On top of the Cuba-Mercosur agreement, Mercosur countries also released a Final Declaration and a joint communiqué committing to support Venezuelan’s candidacy for the UN Security Council seat.

The Summit’s Final Declaration included 42 points pertaining to strategic energy, institutionalization, and the possibility of the creation of a Development Bank in order to finance common projects.

In a closing act that came after the official summit, Venezuelan President Hugo Chavez, along with Fidel Castro and the Hebe de Bonafini, the President of the Argentine organization Mothers of the Plaza de Mayo, spoke to a large crowd in the Argentine city of Cordoba and called for the further integration of other South American nations into Mercosur.

“Sooner rather than later, Bolivia should be in Mercosur. Sooner than later, I aspire that Cuba is also a member of the unity of Mercosur! This is the road!” Called Chavez to the thousands gathered at the University of Cordoba. “The day will come, and it is not very far away, that from the Caribbean, to here in the Rio Plata, we will have a solid political body. A League of Republics. Simon Bolivar called it the mother of nations, the mother of Republics. The Union of all of us in one great political, social and economic force.”
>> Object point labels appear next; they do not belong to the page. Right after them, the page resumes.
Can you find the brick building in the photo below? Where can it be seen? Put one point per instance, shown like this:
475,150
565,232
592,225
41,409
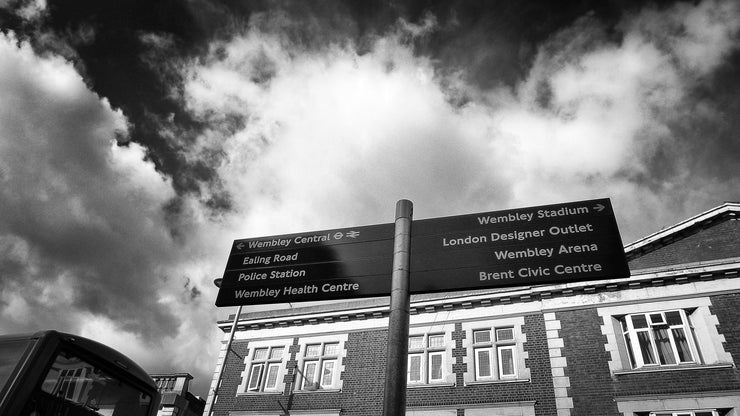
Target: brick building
662,342
176,399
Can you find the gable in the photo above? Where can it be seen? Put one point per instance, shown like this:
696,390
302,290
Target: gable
717,241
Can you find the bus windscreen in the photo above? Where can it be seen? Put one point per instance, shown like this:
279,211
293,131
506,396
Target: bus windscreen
11,352
73,383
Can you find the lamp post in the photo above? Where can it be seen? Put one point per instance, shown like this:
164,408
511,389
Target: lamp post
214,392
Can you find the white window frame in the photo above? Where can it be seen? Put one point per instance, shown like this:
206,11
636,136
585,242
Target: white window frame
425,353
632,342
488,351
493,348
420,377
316,381
260,363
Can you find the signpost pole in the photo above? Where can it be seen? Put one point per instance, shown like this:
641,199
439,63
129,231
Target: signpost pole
213,395
394,400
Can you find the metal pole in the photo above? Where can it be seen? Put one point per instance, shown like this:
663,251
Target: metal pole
394,400
214,394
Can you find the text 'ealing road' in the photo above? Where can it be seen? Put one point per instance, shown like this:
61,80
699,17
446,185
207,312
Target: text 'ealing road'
319,265
545,244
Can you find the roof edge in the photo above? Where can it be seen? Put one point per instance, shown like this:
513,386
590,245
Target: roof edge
705,217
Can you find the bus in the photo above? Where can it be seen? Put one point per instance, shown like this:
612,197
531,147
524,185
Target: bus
51,373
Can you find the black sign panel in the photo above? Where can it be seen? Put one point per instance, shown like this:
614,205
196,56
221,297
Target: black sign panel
536,245
320,265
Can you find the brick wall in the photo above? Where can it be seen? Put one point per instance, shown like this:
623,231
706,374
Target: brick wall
538,363
588,370
363,380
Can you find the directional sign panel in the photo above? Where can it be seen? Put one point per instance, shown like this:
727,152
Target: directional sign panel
319,265
536,245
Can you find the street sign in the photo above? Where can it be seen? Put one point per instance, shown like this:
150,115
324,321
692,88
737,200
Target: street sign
536,245
319,265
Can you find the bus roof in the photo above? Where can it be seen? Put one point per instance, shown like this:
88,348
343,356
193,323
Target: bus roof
93,347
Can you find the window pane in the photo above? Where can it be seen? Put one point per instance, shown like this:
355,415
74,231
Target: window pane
684,352
436,341
272,371
435,367
254,377
260,354
416,343
506,364
313,350
331,349
657,319
276,353
631,354
309,373
673,318
505,334
481,336
483,363
415,368
71,379
646,348
327,373
665,351
639,321
10,354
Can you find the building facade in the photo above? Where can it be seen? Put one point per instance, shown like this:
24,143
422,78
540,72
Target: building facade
662,342
176,399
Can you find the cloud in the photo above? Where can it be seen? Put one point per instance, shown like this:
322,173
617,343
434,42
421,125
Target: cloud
86,243
335,135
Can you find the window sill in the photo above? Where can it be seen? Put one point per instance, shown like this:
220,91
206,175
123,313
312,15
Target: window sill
684,367
427,385
503,381
258,393
321,390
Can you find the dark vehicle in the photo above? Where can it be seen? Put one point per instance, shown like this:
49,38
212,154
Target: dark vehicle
50,373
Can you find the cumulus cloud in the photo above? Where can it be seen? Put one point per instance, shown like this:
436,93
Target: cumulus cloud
336,135
85,242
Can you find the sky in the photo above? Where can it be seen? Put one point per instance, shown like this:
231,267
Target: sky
139,139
According to Mexico’s El Universal, last year global trade exchange with the Mercosur countries reached over $227 billion, with exports over $140 billion. Although trade with Cuba corresponded to only 0.17% of those totals, the Cuba-Mercosur agreement comes at an especially important time just one week after the United States released the 2nd report from the Commission for a Free Cuba, in which it defines further steps towards pushing for an end to the current Cuban government, and strengthening the economic blockade against the Caribbean nation, which has been in effect since 1962.